The history of the buildings begins in 1951 with Wallace Harrison's black, glass-clad headquarters, an almost classical set of facades alongside his low-slung glass-brick museum building. It continues with the subsequent addition of Bohlin Cywinski Jackson's transparent research facility in 2001 - the techniques of which would later be applied to the glass stairs now so familiar as the lingua franca of Apple stores.

But the new $65m building, designed by New York-based Thomas Phifer (and funded by Corning Inc) is something else again. A white glass box punctuated by huge, translucent windows, it has a milky opalescence that is almost the inverse of Harrison's obsidian structure.

It is only a single-storey building, yet it exerts an enigmatic presence on the landscape, picking up the grey of the clouds and the glint of the sun. The interior, however, is something very different; a curious disavowal of the box in which it sits. The walls wave and curve inside, wrapping themselves around the exhibits - the huge works of art in glass that had proved so difficult to display in the old building.

The architect's intention is clearly to allow the visit to wander, rather than to dictate a route; the internal arrangement creates a languorous looseness, and visitors seem to dissipate in the interior. The works here are wonderful, unfamiliar and moving in their mix of the delicacy of the material and the intensity of purpose.

Katherine Gray's seemingly oddly-arranged, thrift-shop and flea-market drinking glasses, for example, coalesce into the shape of three trees as you move further away, their browns and greens merging into trunks and foliage, a comment on the deforestation associated with the glass industry.

A mile-long black rope by Liza Lou reveals itself to be a meticulously beaded work of almost fanatical density, coiled like a snake on the floor. But most powerful of all are the monumental cast works by Czech artists, particularly Stanislav Libensky and Jaroslava Brychtova, one of which appears to depict a pair of grey human lungs encased in a massive block of glass and which, from another angle, seems to form the wings of an angel - a work crafted when Libensky was diagnosed with lung cancer.

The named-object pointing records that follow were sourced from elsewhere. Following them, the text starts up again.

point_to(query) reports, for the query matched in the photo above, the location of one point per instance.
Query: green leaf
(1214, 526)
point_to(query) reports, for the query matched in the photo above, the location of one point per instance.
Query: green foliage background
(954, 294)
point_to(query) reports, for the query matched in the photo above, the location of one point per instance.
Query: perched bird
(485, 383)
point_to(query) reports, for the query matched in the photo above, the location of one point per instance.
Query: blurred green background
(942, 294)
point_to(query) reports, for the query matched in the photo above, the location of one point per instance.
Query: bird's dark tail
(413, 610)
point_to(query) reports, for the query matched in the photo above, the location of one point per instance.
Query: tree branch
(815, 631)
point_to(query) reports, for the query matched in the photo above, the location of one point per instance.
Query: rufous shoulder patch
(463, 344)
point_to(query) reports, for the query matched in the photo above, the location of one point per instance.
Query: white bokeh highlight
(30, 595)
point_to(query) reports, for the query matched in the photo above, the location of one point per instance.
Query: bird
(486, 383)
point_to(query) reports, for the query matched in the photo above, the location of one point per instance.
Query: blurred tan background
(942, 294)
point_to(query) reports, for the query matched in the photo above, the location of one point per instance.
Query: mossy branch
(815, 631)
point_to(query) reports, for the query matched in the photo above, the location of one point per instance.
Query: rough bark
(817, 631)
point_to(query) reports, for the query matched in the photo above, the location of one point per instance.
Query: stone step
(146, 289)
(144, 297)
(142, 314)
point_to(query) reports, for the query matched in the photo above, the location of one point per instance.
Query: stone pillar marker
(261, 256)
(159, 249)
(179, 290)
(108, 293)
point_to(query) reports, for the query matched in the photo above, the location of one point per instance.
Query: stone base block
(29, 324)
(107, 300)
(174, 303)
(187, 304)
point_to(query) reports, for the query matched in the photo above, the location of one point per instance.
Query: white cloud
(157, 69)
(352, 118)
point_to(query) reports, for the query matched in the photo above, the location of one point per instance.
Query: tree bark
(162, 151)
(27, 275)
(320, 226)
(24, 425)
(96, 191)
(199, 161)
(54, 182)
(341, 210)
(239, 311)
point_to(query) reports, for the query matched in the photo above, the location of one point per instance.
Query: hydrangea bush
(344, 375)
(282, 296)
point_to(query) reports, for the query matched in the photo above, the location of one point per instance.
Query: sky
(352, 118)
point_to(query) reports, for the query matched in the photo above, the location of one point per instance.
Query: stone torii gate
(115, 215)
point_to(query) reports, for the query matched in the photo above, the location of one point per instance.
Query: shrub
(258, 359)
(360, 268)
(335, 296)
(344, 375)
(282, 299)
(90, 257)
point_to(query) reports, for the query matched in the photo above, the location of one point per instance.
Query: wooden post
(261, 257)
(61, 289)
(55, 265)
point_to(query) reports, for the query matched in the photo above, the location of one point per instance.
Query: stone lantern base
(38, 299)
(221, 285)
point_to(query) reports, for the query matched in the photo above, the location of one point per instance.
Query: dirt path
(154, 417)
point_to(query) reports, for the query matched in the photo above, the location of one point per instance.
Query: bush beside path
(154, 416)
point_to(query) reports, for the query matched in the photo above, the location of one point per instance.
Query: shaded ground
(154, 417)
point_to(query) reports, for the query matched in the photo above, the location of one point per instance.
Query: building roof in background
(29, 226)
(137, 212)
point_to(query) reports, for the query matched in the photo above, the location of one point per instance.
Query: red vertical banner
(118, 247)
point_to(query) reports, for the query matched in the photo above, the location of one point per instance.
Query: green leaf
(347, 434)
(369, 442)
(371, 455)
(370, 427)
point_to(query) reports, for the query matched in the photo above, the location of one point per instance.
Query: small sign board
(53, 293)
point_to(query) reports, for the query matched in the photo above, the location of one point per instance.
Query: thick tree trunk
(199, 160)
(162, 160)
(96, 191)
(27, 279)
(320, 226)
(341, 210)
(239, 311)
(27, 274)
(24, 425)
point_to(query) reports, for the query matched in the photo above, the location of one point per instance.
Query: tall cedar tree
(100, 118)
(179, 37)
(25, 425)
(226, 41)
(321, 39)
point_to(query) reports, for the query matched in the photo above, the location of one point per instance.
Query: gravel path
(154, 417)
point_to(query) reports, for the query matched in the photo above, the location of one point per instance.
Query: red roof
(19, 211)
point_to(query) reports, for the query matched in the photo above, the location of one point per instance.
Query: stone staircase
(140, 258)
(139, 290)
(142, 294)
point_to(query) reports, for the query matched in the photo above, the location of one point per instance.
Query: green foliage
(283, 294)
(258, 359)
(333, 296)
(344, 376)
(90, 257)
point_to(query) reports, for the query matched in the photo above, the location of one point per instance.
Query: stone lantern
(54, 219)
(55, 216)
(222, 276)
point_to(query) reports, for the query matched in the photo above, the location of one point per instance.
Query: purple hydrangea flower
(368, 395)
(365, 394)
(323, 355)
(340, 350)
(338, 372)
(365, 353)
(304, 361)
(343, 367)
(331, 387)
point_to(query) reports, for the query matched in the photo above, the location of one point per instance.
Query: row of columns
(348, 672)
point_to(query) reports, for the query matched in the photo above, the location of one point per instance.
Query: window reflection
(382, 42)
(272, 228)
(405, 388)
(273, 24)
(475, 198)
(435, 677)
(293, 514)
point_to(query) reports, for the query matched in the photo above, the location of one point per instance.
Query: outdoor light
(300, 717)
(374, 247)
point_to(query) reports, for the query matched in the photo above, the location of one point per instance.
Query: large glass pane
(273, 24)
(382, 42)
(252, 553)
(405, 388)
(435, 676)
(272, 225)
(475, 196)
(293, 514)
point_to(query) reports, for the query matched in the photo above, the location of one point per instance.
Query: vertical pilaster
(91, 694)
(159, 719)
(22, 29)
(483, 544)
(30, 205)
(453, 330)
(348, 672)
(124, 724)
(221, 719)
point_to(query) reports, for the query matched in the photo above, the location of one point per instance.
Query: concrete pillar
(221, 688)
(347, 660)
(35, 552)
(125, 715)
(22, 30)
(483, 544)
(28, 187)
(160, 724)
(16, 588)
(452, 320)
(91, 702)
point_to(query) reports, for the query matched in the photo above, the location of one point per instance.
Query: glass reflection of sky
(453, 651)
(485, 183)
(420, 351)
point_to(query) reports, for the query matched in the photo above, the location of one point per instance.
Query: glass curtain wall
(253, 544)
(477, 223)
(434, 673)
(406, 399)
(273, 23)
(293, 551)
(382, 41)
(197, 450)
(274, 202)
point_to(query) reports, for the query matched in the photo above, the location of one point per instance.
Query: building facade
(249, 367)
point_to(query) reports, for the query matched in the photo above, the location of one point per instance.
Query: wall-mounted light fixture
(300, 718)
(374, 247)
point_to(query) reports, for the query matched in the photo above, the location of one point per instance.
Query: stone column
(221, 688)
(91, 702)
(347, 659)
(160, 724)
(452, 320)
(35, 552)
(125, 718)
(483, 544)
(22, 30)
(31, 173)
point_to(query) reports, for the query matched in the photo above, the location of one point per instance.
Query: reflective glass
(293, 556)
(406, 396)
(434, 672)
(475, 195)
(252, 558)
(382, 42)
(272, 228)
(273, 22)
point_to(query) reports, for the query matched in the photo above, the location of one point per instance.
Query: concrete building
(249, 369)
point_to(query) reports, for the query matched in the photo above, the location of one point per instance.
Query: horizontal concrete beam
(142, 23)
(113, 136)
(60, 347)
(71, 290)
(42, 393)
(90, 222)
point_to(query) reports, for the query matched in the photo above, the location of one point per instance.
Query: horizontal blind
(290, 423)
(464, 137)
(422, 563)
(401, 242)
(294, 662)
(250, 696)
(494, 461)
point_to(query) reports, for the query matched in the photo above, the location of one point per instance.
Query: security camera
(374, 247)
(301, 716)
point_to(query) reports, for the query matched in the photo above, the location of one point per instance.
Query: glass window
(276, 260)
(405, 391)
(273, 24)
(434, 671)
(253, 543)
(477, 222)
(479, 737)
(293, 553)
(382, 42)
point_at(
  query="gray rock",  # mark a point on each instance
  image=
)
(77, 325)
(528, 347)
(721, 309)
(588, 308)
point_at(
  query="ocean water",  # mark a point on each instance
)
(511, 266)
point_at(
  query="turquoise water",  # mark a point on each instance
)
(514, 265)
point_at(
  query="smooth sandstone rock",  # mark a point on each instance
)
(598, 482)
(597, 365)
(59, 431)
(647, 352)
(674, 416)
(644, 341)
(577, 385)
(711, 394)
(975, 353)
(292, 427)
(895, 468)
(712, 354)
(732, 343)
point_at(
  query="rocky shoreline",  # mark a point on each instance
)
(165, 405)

If this ethereal space, with its embrace of soft white walls, is the yang, its yin appears right behind it. One of the gallery's sides is characterised by what has been called the "promenade", a broad internal avenue that provides a way through to one of the museum's star attractions, the hot glass shows where glassmakers demonstrate their techniques. Huge, dark and resolutely industrial, this space is continued within the bones of the former Steuben Glass Works, an art glassmaker that was once a competitor of Tiffany and which was acquired by Corning in 1918.

With raked seating and dramatic glass processes, it makes clear the closeness of contemporary theatre to industrial space. It is an imposing space made yet more surprising by its following on from such a white, pure approach. From the outside, the contrast is clearer, the black, corrugated metal-clad surfaces of the former Steuben works recalling its smoke-stained industrial past.

In the midst of the museum's collection is a curious object, a window shutter in which the slats are made of yellow and green glass. This had been the big idea, the product on which the glass company's move to Corning in the mid-19th century was predicated.

It was a complete failure (presumably because it didn't stop the light coming in - the one thing blinds are supposed to do). Yet Corning did subsequently make its reputation with everything from Pyrex to Gorilla Glass (now used on iPhones), and the town, with its wonderfully preserved main street, was formed and shaped by it.

This is a very particular institution, one that unifies the concerns of contemporary museology, enveloping in one place art, craft, science, popular culture, manufacture, and the biggest, kitschiest museum store I have ever seen. In uniting populism (and genuine popularity) and deep scholarly engagement, it achieves the ultimate aim of the modern museum. Antique glass of the most exquisite quality appears under one roof with a 21-tonne casting for the lens of the Hale telescope.

And all this is encapsulated by an architecture of glass, which captures the essence of the material of modernity.